Current literature continues to evaluate receptor-level dynamics, downstream transcriptional effects, model-specific exposure windows, and reproducibility across in vitro and in vivo systems. For that reason, researchers typically document assay conditions carefully, compare signalling outcomes across matched controls, and review batch-specific analytical documentation before drawing mechanistic conclusions.
Current literature continues to evaluate receptor-level dynamics, downstream transcriptional effects, model-specific exposure windows, and reproducibility across in vitro and in vivo systems. For that reason, researchers typically document assay conditions carefully, compare signalling outcomes across matched controls, and review batch-specific analytical documentation before drawing mechanistic conclusions.
Current literature continues to evaluate receptor-level dynamics, downstream transcriptional effects, model-specific exposure windows, and reproducibility across in vitro and in vivo systems. For that reason, researchers typically document assay conditions carefully, compare signalling outcomes across matched controls, and review batch-specific analytical documentation before drawing mechanistic conclusions.
Current literature continues to evaluate receptor-level dynamics, downstream transcriptional effects, model-specific exposure windows, and reproducibility across in vitro and in vivo systems. For that reason, researchers typically document assay conditions carefully, compare signalling outcomes across matched controls, and review batch-specific analytical documentation before drawing mechanistic conclusions.

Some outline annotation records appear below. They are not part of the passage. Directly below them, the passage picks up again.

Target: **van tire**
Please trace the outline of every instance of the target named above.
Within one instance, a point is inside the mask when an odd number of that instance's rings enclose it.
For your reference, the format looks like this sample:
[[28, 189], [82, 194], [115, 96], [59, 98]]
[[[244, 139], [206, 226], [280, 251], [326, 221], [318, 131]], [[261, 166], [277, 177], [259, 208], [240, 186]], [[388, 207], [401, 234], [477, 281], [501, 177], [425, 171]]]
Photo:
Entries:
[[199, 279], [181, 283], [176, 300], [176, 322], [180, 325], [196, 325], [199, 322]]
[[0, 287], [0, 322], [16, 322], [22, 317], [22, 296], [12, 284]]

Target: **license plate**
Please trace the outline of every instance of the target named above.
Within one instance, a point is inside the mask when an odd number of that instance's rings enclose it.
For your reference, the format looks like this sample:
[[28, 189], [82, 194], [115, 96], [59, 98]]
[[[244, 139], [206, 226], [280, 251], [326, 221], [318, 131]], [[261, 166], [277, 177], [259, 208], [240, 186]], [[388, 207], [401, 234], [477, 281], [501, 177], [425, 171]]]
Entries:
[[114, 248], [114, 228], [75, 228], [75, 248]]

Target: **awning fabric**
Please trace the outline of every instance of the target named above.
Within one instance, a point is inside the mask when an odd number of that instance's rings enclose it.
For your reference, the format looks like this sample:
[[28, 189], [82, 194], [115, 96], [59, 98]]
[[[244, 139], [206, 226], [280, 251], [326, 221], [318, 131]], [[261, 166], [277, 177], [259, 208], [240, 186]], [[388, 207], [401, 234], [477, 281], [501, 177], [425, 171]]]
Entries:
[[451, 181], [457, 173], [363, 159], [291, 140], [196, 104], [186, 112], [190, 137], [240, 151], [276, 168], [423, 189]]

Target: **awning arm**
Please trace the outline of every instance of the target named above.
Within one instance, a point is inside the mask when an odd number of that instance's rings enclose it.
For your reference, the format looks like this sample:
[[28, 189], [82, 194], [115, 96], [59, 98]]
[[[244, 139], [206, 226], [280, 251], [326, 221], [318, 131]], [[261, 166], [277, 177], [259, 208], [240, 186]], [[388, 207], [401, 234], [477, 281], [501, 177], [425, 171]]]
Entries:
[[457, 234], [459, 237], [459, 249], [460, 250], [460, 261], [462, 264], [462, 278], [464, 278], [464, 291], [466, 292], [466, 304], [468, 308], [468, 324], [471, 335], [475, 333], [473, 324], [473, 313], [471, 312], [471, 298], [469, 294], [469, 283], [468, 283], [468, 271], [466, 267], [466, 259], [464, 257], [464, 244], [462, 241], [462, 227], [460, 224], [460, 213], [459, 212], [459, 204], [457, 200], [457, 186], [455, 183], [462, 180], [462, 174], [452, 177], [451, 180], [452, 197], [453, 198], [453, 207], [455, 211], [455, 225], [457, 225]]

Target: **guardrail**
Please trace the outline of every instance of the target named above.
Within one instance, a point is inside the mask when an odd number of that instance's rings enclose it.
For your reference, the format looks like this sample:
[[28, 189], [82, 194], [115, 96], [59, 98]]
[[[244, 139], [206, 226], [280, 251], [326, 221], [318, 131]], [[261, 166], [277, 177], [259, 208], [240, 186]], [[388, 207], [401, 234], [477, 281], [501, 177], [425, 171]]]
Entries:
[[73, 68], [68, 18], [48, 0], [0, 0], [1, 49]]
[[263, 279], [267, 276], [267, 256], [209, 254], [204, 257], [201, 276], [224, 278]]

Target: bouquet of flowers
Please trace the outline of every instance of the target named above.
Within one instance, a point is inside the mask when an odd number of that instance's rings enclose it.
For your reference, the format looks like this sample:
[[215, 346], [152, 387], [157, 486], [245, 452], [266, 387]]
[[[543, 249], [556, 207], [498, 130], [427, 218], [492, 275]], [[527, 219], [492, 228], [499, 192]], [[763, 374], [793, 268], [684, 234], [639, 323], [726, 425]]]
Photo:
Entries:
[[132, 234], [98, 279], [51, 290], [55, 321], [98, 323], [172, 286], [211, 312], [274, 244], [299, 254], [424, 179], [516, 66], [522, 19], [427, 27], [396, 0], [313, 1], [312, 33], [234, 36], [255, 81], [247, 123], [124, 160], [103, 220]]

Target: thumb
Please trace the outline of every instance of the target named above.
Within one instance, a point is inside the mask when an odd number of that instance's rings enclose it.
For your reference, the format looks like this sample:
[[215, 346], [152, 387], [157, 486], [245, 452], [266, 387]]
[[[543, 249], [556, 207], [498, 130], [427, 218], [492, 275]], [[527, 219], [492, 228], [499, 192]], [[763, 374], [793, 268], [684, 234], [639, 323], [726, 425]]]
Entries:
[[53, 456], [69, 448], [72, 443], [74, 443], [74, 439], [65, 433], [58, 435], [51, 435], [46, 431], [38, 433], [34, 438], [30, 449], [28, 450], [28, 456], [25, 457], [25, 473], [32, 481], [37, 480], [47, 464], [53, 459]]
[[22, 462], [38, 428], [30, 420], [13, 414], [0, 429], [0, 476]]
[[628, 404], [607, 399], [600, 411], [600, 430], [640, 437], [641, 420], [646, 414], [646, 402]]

Current literature continues to evaluate receptor-level dynamics, downstream transcriptional effects, model-specific exposure windows, and reproducibility across in vitro and in vivo systems. For that reason, researchers typically document assay conditions carefully, compare signalling outcomes across matched controls, and review batch-specific analytical documentation before drawing mechanistic conclusions.
Current literature continues to evaluate receptor-level dynamics, downstream transcriptional effects, model-specific exposure windows, and reproducibility across in vitro and in vivo systems. For that reason, researchers typically document assay conditions carefully, compare signalling outcomes across matched controls, and review batch-specific analytical documentation before drawing mechanistic conclusions.
Current literature continues to evaluate receptor-level dynamics, downstream transcriptional effects, model-specific exposure windows, and reproducibility across in vitro and in vivo systems. For that reason, researchers typically document assay conditions carefully, compare signalling outcomes across matched controls, and review batch-specific analytical documentation before drawing mechanistic conclusions.
Current literature continues to evaluate receptor-level dynamics, downstream transcriptional effects, model-specific exposure windows, and reproducibility across in vitro and in vivo systems. For that reason, researchers typically document assay conditions carefully, compare signalling outcomes across matched controls, and review batch-specific analytical documentation before drawing mechanistic conclusions.
Current literature continues to evaluate receptor-level dynamics, downstream transcriptional effects, model-specific exposure windows, and reproducibility across in vitro and in vivo systems. For that reason, researchers typically document assay conditions carefully, compare signalling outcomes across matched controls, and review batch-specific analytical documentation before drawing mechanistic conclusions.